Yes, I’m forced to admit that modern social media is good for so many things in angling and I’ve come to recognise that. Being able to share your triumphs almost instantly enhances that moment of supreme pleasure. It’s extraordinary that you can catch a good fish one second and the world knows about it the next minute. I also have a growing sense of community, of being a part of a likeminded circle of anglers that I never even knew existed. My WhatsApp gives me instant access to these new friends and also entry into angling niches that I was totally unaware of previously. I’m finding that I am privy to a treasure trove of information on tactics, rigs, baits and even new venues. It’s like whatever I want to know about anything in the sport, I only need ask.
So much of my time is spent on conservation issues and I am now finding that social media can speed up all my campaigns massively and almost instantly. Whatever I might have to say about cormorants, or otters, or the decline of roach, my words are spread to thousands no sooner than they are uttered. There is no doubt that social media has enabled the angling community to build up a far better grasp of what is important now and in the future. It’s a really strong force for mobilising opinion.
I’ve already mentioned the financial benefits to myself but, of course, social media has massively increased the ability of manufacturers to promote their products. It’s not a one-way street. Social media outlets now enable people to buy gear far more effectively. There is so much advice out there, so instantly on tap, an angler knows exactly what he or she might really need.

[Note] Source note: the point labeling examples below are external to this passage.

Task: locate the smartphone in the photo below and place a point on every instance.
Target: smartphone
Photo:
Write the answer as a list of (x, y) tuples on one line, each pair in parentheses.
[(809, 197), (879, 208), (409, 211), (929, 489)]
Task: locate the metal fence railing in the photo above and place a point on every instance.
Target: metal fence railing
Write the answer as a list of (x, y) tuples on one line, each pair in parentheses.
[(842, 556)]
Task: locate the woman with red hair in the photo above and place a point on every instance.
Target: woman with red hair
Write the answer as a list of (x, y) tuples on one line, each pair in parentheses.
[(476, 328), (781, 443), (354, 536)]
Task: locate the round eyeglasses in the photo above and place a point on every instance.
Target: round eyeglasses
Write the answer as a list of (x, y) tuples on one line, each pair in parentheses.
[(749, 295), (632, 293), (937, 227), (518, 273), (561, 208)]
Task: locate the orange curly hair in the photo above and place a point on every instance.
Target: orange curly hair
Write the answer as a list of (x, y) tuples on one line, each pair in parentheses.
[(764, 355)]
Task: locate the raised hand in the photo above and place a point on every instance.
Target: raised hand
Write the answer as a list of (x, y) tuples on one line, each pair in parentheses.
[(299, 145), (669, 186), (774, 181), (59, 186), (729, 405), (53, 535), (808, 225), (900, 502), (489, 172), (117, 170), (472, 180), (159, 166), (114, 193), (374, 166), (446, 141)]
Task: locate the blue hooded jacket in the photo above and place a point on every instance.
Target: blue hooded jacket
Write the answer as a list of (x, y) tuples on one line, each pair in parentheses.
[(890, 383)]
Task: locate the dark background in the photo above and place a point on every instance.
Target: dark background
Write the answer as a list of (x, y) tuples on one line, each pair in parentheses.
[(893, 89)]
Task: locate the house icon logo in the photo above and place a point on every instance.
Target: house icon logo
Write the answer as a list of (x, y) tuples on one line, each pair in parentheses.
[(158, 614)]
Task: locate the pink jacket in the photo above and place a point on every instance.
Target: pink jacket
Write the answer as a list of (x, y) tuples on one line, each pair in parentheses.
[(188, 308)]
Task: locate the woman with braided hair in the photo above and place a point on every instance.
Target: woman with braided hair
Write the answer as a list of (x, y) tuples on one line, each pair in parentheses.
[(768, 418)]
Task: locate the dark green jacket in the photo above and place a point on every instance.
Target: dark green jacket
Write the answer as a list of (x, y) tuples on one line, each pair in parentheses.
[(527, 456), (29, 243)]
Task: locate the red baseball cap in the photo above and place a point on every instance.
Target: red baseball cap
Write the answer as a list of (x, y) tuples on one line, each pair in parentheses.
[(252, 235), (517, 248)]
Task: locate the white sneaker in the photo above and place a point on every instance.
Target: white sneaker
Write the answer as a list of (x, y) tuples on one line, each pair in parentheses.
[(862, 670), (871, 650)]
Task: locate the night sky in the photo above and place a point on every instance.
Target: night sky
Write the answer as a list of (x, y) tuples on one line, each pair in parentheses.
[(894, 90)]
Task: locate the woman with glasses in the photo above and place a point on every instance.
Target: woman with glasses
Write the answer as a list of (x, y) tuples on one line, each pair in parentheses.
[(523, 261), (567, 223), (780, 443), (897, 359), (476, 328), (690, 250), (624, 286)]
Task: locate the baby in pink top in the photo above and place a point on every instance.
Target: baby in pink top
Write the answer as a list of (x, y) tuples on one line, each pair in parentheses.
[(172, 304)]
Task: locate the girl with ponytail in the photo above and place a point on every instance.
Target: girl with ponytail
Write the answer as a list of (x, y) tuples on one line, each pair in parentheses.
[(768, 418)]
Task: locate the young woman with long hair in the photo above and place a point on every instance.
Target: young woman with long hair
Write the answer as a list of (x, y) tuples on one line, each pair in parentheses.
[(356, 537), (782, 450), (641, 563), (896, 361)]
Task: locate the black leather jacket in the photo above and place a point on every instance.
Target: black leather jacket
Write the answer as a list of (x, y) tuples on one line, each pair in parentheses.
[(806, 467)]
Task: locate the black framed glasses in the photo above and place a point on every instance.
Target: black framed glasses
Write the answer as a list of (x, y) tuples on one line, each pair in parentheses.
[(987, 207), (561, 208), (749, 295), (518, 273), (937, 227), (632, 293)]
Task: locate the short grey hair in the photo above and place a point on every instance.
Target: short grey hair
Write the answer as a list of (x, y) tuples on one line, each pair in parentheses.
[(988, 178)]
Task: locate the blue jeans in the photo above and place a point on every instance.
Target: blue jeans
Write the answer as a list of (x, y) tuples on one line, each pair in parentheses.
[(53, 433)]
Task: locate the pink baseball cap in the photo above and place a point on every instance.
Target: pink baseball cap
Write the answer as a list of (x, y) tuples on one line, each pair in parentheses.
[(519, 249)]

New ideas in angling can be spread so quickly now because of social media and I have benefited from that, too. I’ve already cottoned on to the use of circle rigs for pike dead baiting, for example, and the Ronnie Rig for big, suspicious carp. In the same vein, slightly left of centre angling disciplines have now received their full share of the spotlight because of social media. Lure fishing is a great example. For years, it’s been rather on the periphery of fishing but now, because of social media, it’s right there in the beating heart of it.
Perhaps best of all, fishing and social media go together when it comes to promoting the sport to kids. Social media is the vehicle of choice for anybody now over the age of six it seems. Social media is cool and many of the angling stars there are lads in their teens and early 20s. This is especially so when it comes to YouTube where so many of the angling stars are barely out of short pants. I’m not being patronising here in any way at all. Anything that gets kids out there, doing it, is fine by me.
So what’s not to like? First up, I’m becoming more wary of much of the so-called information that I’m reading on social media. A lot of it, I’m pretty sure from my own experience, is not altogether simply right! The point is, that in the past, when a book or an article were written, you knew that the author was tried and trusted and what he had to say was very generally built upon decades, probably, of experience. Not everything that you read in the old fishing books you could take as gospel but a lot more of it was more right than what we see on our screens today.
But most of all, I just wonder if social media dents that magic and the mystery of this extraordinary sport of ours? To some degree, angling is all about our own explorations and discoveries. This is what makes it perpetually exciting for me. And then, of course, there is the simple delight of getting out into nature, being as one with the aquatic environment. This is a very real satisfaction for very many of us and it can easily be disturbed by the constant pinging of a smartphone. There are times when you need to breathe, and breathe deeply to smell the roses along your angling pathway.